トラフィック・ロシアンルーレット

日本人の死亡理由。1位から3位は、いわゆる3大成人病。ガン、脳卒中、心臓病。そして4位は・・





それは、交通事故死です。

人の生命が尊重される現代において、日本人の亡くなる理由の4位は、人災です。


しかし、当然のことですが、車社会反対運動は起きません。中には、やっておられる方もいるかもしれませんが、盛り上がりません。

交通の利便性を捨てることが出来ないからです。



交通の利便性が捨てられないのは、交通システムの利用が社会に不可欠だからです。



電車がなくなれば、自分の家の場所からして、朝起きて会社の始業時刻に間に合うことは大変困難です。仕事で車を使うことは前提であって、約束の時刻は交通機関を利用しての時間が決められます。世界中の商品が鮮度を落とすことなく、スーパーに並べられるのは、正確な交通機関あってこそ。


その上にあって、日本人の生活はそれらしく成り立っています。




交通の利便性は、嫌がおうにも、私たちが私たちであるための存在前提で、今更捨てることなど論外なのです。
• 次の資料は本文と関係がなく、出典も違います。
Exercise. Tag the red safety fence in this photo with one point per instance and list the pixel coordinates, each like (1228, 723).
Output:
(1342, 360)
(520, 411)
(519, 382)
だから、交通事故死がおきようが、起こした人の過失やセキュリティシステムの不備などは、槍玉に挙がっても、交通そのものの疑問・否定論は結びつきようもないのです。




私は、このことから、「まあ、便利なんだからしようがないでしょ」という社会の本音を感じます。「まあ、便利なんだから交通事故死が多くてもしようがないでしょ」という暗黙の了解の元、社会は回っている気がします。



それは装填数のとても多いマグナムを使ったロシアンルーレットを思い起こします。弾丸が、自分や身の回りの人に当たる確率はそれほど高くなく、ゲームをしている方が楽しいことが多いと考えられている社会。
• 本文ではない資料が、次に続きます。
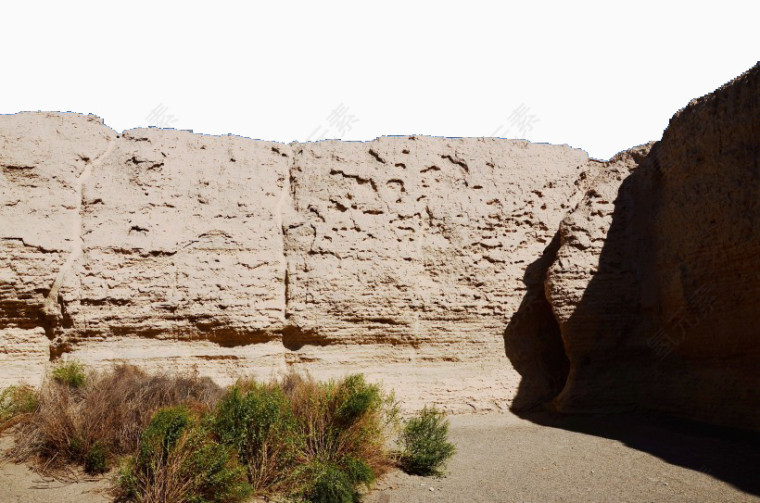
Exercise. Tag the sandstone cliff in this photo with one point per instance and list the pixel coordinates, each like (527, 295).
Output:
(401, 257)
(417, 260)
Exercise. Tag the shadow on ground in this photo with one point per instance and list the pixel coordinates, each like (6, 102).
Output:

私は想像してしまうのですが、世間の交通事故死を起こした加害者の多くが、そんなにひどい過失を犯した人ばかりなのでしょうか。確かに、注意深くカーブの向こうを見なかったかもしれないし、少し考え事をしていたかもしれない。でも、そんなことは普通の人間なら、よくあること。酒酔いとか、過度の睡眠不足だけとは思えません。


たまたま、ロシアンルーレットの弾丸に当たってしまっただけ。そんな加害者の隠された本音を、私は想像します。





怖いのは、個人はこのロシアンルーレットのゲームから降りることは出来ないことです。日本に生まれた限り、すでに出生届にはゲームの参加欄にチェックが刻印されています。このゲームに死ぬまで勝つことが出来るよう、私たちは少しゲームのコツを学んで、後は祈ることぐらいしかできません。


まあ、便利だからしようがない、のでしょうね。